In which Kirby whines more about his team not being a CFP lock, because when is he ever not doing that
(Author’s note: I’m aware that the site’s convention is to refer to the program out east with a different phrasing, but I’m an old Technique hand and old habits die hard.)
Join us at From the Rumble Seat in… well, not giving thanks, but at least acknowledging the individuals who have been so very instrumental in making U[sic]GA’s 2024 football program everything that it is.
All acknowledgement must, of course, begin at the very top with the man himself. Kirby Smart has brought peace, freedom, justice, and security to his new empire by taking a firm stance against his players’ indiscretions and calling them out in public where necessary. We need not look any further than their recent 28-10 loss to Ole Miss, after which Smart chided one of his defensive players—saying “what an idiot” in his press conference—for the grave crime of being excited to see friends on the field after the game.
Next up, we can turn our attention to a group of people whom Smart has never said anything mean about in public: the 22 (twenty-two) members of the football program who have been cited for some mix of speeding, racing, reckless driving, or DUI charges over the past 22 months, pretty much all of whose punishments were “handled internally.” That 22-month period began after the high-profile racing incident that resulted in the death of a U[sic]GA football player and athletic staffer. It seems SEC Speed (TM) is eternal.
No discussion about U[sic]GA players’ off-field adventures would be fair without their law enforcement liaison present. Fortunately, they have a seasoned veteran in that role who’s been directly and curiously involved in recent incidents and has been helping the team navigate its legal troubles for almost a full decade.
Anyway, this is all moot, because members of the state government have previously passed legislation to limit public visibility into publicly funded programs while openly stating that they hoped the rules changes would bring U[sic]GA a national championship.
Discussions of this year’s on-field play have to start with the man under center, Carson Beck. The supposed rising star QB, touted as a potential #1 overall pick in the 2025 draft, has 23 touchdown passes against 12 interceptions this year. But since we’re evaluating his NFL potential, let’s look at what happens if we take out his stats against Tennessee Tech and UMass and—oh dear it’s now 14 TD against 12 INT.

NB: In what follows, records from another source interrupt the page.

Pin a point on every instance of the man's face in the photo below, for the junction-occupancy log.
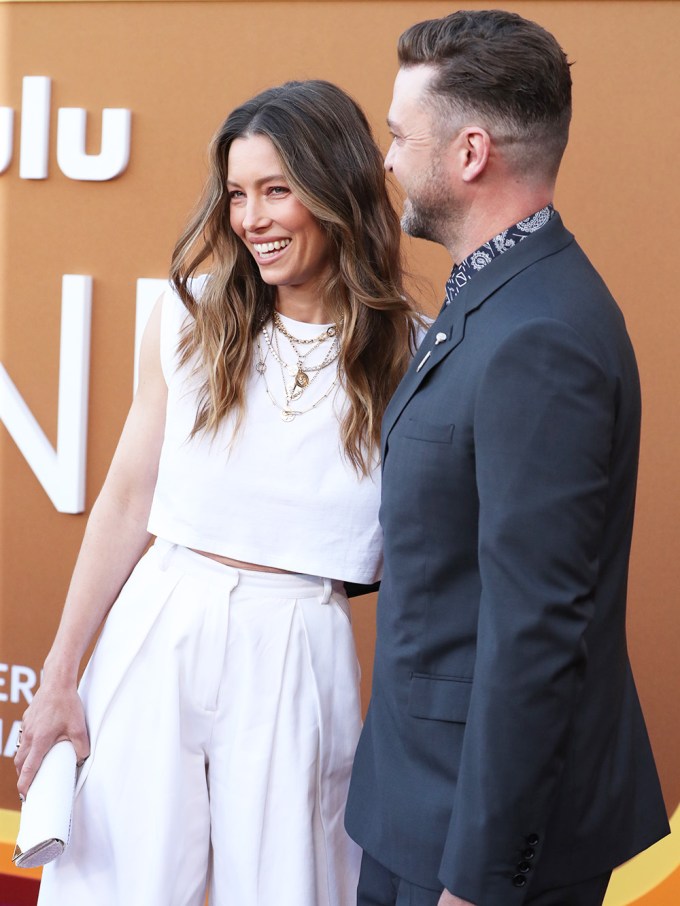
(417, 157)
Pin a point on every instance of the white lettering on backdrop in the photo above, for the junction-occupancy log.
(72, 158)
(62, 472)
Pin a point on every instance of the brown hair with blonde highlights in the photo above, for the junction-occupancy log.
(335, 168)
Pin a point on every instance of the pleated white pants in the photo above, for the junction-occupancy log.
(223, 711)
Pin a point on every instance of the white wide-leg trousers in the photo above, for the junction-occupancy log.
(223, 711)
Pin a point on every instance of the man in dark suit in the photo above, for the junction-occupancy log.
(504, 759)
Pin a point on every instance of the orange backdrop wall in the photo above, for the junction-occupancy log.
(179, 67)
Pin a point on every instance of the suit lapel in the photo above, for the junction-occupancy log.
(448, 330)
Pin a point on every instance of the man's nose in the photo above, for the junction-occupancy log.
(388, 158)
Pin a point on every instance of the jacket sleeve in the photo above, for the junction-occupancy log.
(543, 425)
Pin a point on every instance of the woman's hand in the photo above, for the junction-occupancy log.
(115, 539)
(55, 713)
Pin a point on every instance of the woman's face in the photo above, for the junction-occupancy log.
(284, 238)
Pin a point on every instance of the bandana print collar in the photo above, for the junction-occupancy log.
(463, 272)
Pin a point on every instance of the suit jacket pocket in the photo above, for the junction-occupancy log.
(420, 430)
(439, 697)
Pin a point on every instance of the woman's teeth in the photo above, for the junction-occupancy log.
(267, 248)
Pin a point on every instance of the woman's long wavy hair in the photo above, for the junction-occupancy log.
(335, 168)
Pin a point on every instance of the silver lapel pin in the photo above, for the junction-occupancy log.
(423, 361)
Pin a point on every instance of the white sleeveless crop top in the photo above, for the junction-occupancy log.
(283, 494)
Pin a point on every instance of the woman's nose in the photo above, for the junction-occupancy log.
(255, 216)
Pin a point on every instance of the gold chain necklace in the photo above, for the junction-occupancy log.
(302, 380)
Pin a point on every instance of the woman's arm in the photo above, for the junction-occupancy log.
(115, 539)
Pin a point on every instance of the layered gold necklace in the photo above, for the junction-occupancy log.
(299, 376)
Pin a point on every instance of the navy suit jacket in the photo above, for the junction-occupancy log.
(504, 750)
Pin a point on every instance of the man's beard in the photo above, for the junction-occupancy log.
(432, 211)
(423, 221)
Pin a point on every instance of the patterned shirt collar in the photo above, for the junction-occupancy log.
(463, 272)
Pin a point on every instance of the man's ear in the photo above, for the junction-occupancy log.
(473, 149)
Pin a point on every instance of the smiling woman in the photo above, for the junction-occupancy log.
(286, 240)
(251, 453)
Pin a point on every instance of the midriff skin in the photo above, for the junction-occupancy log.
(241, 564)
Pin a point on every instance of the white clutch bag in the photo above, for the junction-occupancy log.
(45, 824)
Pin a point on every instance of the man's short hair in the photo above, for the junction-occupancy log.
(503, 72)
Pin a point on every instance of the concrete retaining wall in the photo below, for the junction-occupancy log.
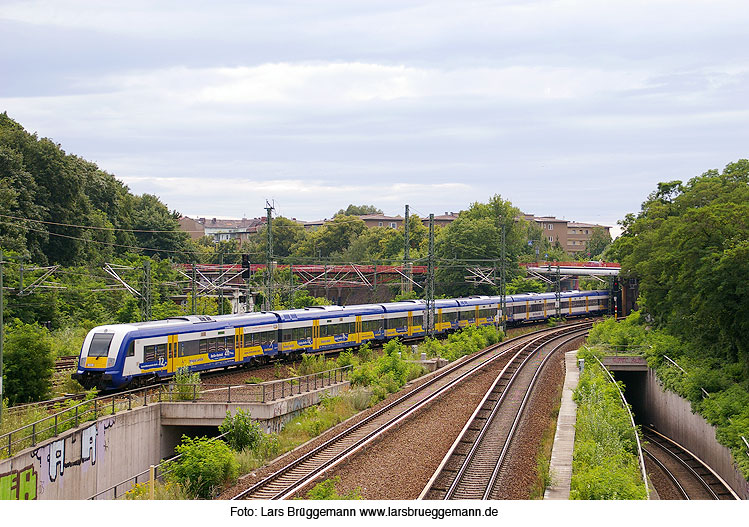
(99, 455)
(86, 460)
(673, 416)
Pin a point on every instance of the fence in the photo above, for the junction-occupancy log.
(262, 392)
(31, 434)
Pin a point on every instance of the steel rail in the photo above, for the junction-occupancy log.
(644, 472)
(516, 422)
(359, 443)
(519, 361)
(669, 475)
(673, 449)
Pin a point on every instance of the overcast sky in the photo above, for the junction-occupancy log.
(575, 109)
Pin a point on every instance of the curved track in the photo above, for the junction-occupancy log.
(477, 459)
(690, 478)
(288, 480)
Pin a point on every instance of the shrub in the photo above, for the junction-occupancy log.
(28, 363)
(187, 384)
(326, 490)
(605, 463)
(204, 467)
(241, 432)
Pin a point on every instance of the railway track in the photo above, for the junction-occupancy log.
(477, 459)
(294, 476)
(688, 477)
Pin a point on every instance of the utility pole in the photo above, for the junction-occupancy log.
(220, 287)
(269, 258)
(558, 300)
(2, 335)
(147, 290)
(406, 257)
(503, 278)
(194, 290)
(430, 280)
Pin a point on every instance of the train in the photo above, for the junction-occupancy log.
(119, 356)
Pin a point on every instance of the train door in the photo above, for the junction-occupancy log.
(171, 354)
(238, 344)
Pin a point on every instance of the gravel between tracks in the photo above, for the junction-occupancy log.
(399, 465)
(519, 480)
(252, 478)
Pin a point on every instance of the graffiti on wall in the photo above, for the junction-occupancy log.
(18, 484)
(51, 461)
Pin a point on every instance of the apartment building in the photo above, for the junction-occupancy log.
(572, 236)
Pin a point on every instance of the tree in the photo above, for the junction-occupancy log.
(28, 363)
(599, 240)
(359, 210)
(474, 239)
(332, 239)
(688, 248)
(286, 235)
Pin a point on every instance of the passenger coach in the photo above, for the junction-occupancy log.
(119, 355)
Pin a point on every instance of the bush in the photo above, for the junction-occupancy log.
(186, 384)
(605, 463)
(241, 432)
(204, 468)
(28, 363)
(326, 490)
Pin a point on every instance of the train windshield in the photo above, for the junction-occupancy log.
(100, 345)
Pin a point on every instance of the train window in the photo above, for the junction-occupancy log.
(371, 325)
(100, 345)
(398, 322)
(149, 353)
(189, 347)
(467, 314)
(266, 337)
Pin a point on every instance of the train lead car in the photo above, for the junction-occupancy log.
(123, 355)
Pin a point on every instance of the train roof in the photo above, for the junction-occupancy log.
(190, 323)
(475, 301)
(320, 312)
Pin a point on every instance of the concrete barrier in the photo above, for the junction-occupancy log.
(96, 456)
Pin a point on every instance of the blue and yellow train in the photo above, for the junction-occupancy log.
(121, 355)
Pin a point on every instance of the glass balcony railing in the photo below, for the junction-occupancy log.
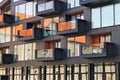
(45, 6)
(44, 53)
(26, 33)
(65, 26)
(94, 49)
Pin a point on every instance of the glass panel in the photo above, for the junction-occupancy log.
(84, 77)
(49, 5)
(34, 8)
(71, 47)
(2, 35)
(84, 69)
(41, 7)
(21, 52)
(70, 4)
(44, 53)
(98, 77)
(21, 11)
(117, 11)
(70, 25)
(8, 34)
(26, 33)
(95, 17)
(96, 48)
(28, 51)
(107, 20)
(29, 9)
(15, 0)
(15, 31)
(34, 48)
(77, 3)
(48, 25)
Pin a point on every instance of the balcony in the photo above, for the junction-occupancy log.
(94, 2)
(30, 34)
(72, 27)
(4, 77)
(50, 8)
(6, 58)
(6, 19)
(106, 49)
(51, 54)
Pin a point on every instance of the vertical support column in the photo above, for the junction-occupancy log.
(90, 71)
(117, 71)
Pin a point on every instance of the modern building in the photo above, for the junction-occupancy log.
(59, 39)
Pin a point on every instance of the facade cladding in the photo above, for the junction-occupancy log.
(60, 40)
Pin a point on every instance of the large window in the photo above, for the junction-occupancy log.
(25, 51)
(15, 31)
(15, 0)
(73, 45)
(50, 25)
(18, 73)
(117, 11)
(26, 10)
(73, 3)
(5, 34)
(106, 16)
(33, 73)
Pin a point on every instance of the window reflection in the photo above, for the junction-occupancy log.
(117, 11)
(73, 3)
(73, 44)
(15, 31)
(5, 34)
(96, 18)
(107, 15)
(50, 25)
(25, 51)
(26, 10)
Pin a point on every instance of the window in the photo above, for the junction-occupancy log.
(18, 73)
(84, 72)
(1, 0)
(5, 34)
(98, 72)
(15, 31)
(25, 51)
(73, 3)
(96, 18)
(73, 45)
(33, 73)
(105, 16)
(117, 11)
(15, 0)
(50, 25)
(26, 10)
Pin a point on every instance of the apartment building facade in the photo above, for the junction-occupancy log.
(59, 40)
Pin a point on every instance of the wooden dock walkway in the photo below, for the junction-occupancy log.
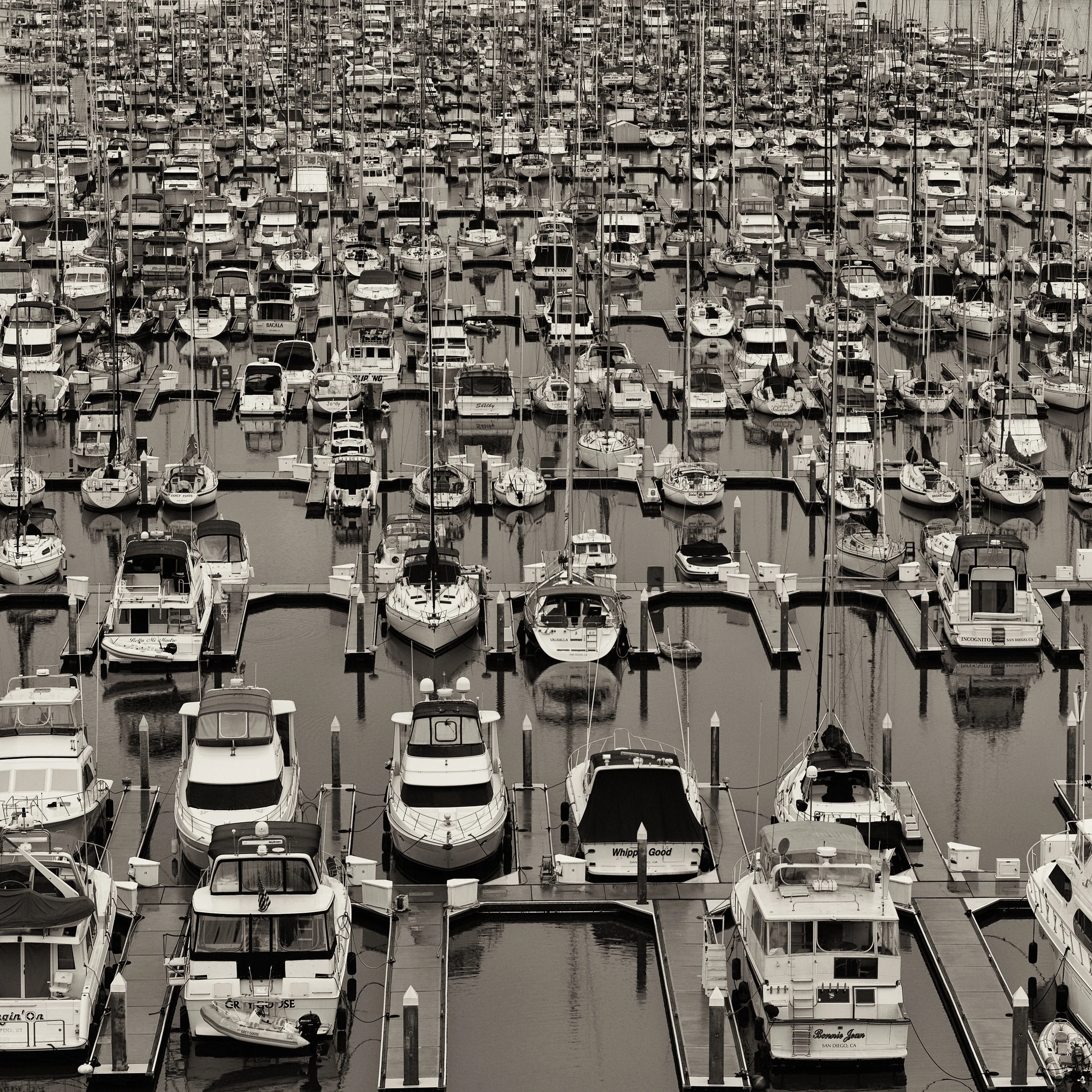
(153, 934)
(417, 957)
(967, 973)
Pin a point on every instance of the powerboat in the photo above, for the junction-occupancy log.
(619, 784)
(447, 804)
(224, 551)
(47, 766)
(270, 942)
(821, 940)
(161, 605)
(55, 944)
(985, 596)
(239, 765)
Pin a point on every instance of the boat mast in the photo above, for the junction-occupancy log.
(571, 408)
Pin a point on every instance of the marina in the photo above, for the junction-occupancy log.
(545, 545)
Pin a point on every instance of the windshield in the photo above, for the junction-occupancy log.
(231, 934)
(235, 724)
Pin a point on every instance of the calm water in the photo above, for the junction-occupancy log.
(579, 1004)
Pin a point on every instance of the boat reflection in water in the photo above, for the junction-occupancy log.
(565, 694)
(990, 694)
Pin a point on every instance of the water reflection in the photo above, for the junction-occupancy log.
(989, 694)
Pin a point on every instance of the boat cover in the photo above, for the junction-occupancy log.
(625, 797)
(23, 911)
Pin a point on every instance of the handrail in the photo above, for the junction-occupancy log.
(495, 807)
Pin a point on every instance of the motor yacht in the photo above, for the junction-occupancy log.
(263, 391)
(821, 938)
(55, 945)
(47, 766)
(619, 784)
(225, 552)
(986, 600)
(239, 765)
(161, 605)
(447, 803)
(270, 943)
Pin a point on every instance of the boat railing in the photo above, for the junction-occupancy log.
(469, 826)
(1051, 848)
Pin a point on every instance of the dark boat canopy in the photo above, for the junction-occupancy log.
(155, 548)
(219, 528)
(624, 797)
(25, 911)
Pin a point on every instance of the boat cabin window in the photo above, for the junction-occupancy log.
(447, 797)
(19, 779)
(262, 380)
(485, 386)
(993, 591)
(38, 720)
(449, 734)
(239, 934)
(842, 786)
(566, 609)
(278, 876)
(235, 726)
(207, 797)
(1082, 928)
(416, 572)
(975, 561)
(355, 476)
(707, 381)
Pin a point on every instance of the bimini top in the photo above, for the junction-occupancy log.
(234, 839)
(138, 547)
(1002, 550)
(208, 528)
(235, 717)
(799, 844)
(23, 911)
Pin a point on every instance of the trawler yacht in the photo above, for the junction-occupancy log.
(47, 766)
(55, 943)
(239, 765)
(161, 605)
(447, 806)
(986, 601)
(617, 784)
(30, 334)
(1058, 871)
(270, 942)
(821, 937)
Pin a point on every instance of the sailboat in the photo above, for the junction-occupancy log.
(192, 483)
(603, 449)
(431, 603)
(31, 548)
(567, 616)
(520, 486)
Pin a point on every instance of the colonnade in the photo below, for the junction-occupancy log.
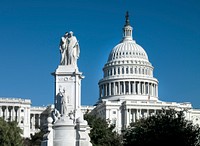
(131, 115)
(35, 121)
(128, 70)
(128, 87)
(10, 113)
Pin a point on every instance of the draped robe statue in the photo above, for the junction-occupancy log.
(69, 49)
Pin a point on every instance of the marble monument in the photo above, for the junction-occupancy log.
(66, 125)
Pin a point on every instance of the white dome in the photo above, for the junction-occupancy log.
(128, 50)
(128, 74)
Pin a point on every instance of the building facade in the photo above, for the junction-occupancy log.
(128, 91)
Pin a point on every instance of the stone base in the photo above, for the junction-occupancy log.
(64, 132)
(67, 133)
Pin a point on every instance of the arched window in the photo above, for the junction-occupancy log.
(126, 70)
(122, 70)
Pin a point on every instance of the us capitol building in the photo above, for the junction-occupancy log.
(127, 92)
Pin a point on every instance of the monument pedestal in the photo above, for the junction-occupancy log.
(68, 126)
(64, 132)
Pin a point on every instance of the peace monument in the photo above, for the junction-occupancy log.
(66, 125)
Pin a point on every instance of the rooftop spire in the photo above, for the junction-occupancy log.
(127, 19)
(127, 29)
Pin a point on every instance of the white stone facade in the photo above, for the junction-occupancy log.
(17, 109)
(30, 118)
(128, 89)
(127, 92)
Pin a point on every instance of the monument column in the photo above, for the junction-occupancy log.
(68, 128)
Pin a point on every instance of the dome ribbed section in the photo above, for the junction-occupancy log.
(128, 50)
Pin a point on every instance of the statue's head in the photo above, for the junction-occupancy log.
(70, 34)
(66, 34)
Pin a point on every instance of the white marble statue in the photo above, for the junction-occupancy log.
(63, 102)
(69, 49)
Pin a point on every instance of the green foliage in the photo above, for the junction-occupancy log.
(10, 134)
(35, 139)
(168, 127)
(101, 133)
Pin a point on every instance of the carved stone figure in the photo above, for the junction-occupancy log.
(69, 49)
(63, 102)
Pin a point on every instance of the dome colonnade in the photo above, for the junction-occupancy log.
(128, 71)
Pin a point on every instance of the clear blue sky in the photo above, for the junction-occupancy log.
(30, 31)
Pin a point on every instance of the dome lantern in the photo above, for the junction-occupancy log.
(127, 29)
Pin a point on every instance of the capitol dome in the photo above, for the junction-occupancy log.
(128, 73)
(128, 49)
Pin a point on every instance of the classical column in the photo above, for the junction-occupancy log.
(139, 90)
(137, 114)
(18, 115)
(150, 88)
(124, 83)
(13, 113)
(33, 121)
(105, 89)
(1, 114)
(134, 115)
(128, 117)
(114, 88)
(39, 120)
(109, 86)
(129, 87)
(6, 113)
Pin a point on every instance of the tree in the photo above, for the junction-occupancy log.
(101, 133)
(169, 127)
(10, 134)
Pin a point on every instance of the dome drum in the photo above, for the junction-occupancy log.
(131, 88)
(128, 73)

Even though he has “all the tools” or whatever turn of phrase is used to describe how far he can throw a football, it turns out that not having his security blanket—in the form of the best tight end in the country and a very good wideout (even if the latter still makes me sigh at the fact that someone named Ladd McConkey was Actually Good)—has exposed Beck’s true quarterback abilities. This shouldn’t be the case for any Athens quarterback, considering U[sic]GA just replaced those two guys with fresh five-star recruits like they always do… but nevertheless, we’re seeing plenty of flashes of the real Beck, a player who seems to bounce between terrific and terribad with every third pass.
All isn’t bad in Carson Beck’s world, though. He got to celebrate the team’s big win over Auburn with an on-field photoshoot with his influencer girlfriend. That’s the sort of thing worth celebrating: beating a team that even Cal dusted with ease earlier this year. (Although if it brings Hugh Freeze one step closer to being fired, it may count as a public service.)
Rolling into the season finale with two losses but also two top-10 wins, it’s practically beyond question that U[sic]GA will end up in the 12-team playoff at season’s end. That hasn’t stopped Kirby Smart from making the public case for U[sic]GA to do a thing that everyone knows they’re going to do. They could end up with four losses and they’d still end up in the playoff somehow. We’re already talking about it with Alabama, so why not talk about it with Alabama with a white base coat?
Eternal insecurity is the local trademark, after all. The team that finally got over the hump and has two of the past three national titles still needs everyone to know that they are expected to fail. It could be Kirby Smart saying “nobody believed in us” after they won a game between top-10 teams. It could be Nolan Smith saying “they said we would go 7-5” after the team finished off its second straight national title run by winning a game by 58 points. It could be their fans lamenting the future of a dying sport in which they’re one of the few programs that will thrive no matter what form its future takes while most of our teams gradually fall victim to all-consuming TV network greed. It doesn’t matter. They’ll keep whining and expect the rest of us to show sympathy that they never, ever deserve.
So, in summation:
To hell with Georgia—the cesspool of the South.